The Zika (ZEE’-ka) virus was first discovered in monkey in Uganda in 1947 – its name comes from the Zika forest where it was first discovered. It is native mainly to tropical Africa, with outbreaks in Southeast Asia and the Pacific Islands, but also in many Latin American countries and Caribbean islands.
It is typically transmitted through bites from the same kind of mosquitoes – Aedes aegypti – that can spread other tropical diseases, like dengue fever, chikungunya and yellow fever. It is not known to spread from person to person, but it can be transmitted sexually. The World Health Organisation recently warned the mode of transmission is ‘more common than previously assumed’.
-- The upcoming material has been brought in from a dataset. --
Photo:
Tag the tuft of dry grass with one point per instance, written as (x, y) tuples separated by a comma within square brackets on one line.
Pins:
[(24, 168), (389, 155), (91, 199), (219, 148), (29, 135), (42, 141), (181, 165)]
Scientists have discovered a benign bacterium called Wolbachia pipientis can completely block transmission of Zika in the species of mosquito responsible for passing the virus onto humans. Trials exposing the Aedes aegypti mosquito to the bacteria are already underway in Colombia, Brazil, Australia, Vietnam and Indonesia to help control the spread of dengue virus.
Researchers led by Jorge Osorio, a University of Wisconsin-Madison professor of pathobiological sciences and Professor Scott O’Neill of the the Eliminate Dengue Program (EDP), believe the bacteria could present a ‘novel biological control mechanism.’
‘In two of our initial study sites in Australia, approximately 90 per cent of the mosquitoes continue to be infected with Wolbachia after initial release more than six years ago’ said Professor O’Neill.
In the study, the team infected mice with Zika virus originally isolated from a human patient and allowed mosquitoes from Medellin, Columbia, to feed on the mice either two or three days after they were infected.
The mosquitoes were either harbouring the same strain of the Wolbachiabacteria (called wMel) used in field studies or were Wolbachia-free and the mice had levels of virus in their blood similar to humans infected with Zika virus.
An additional group of mosquitoes, both wild-type and Wolbachia-infected, was allowed to feed instead from a membrane containing sheep’s blood spiked with a high concentration of Zika virus. Four, seven, 10 and 17 days after the mosquitoes fed on Zika-virus-infected blood, the researchers tested them for Zika virus infection.
They assessed whether the virus had disseminated – or spread to other tissues in the mosquito, and examined whether the virus made its way to the mosquito saliva, where it must be present to be transmitted.
They found that mosquitoes carrying the bacteria were less likely to become infected with Zika virus after feeding on viral blood – and those that were infected were not capable of transmitting the virus in their saliva.
Wolbachia pipientis can be found in up to 60 percent of insects around the world, including butterflies and bees.
While not typically found in the Aedes aegypti mosquito – the species that also transmits dengue, chikungunya and yellow fever viruses – Professor O’Neill discovered in the early 1990s that it could be introduced to the mosquito in the lab and would prevent the transmission of the dengue virus.
The Zika virus belongs to the same family as dengue virus, leading scientists to believe the same could be true for this virus.
EDP hopes to see greater than 80 percent of Aedes aegypti mosquitoes in study areas harbouring Wolbachia. The study is one of the first to study Zika virus transmission dynamics using a living host.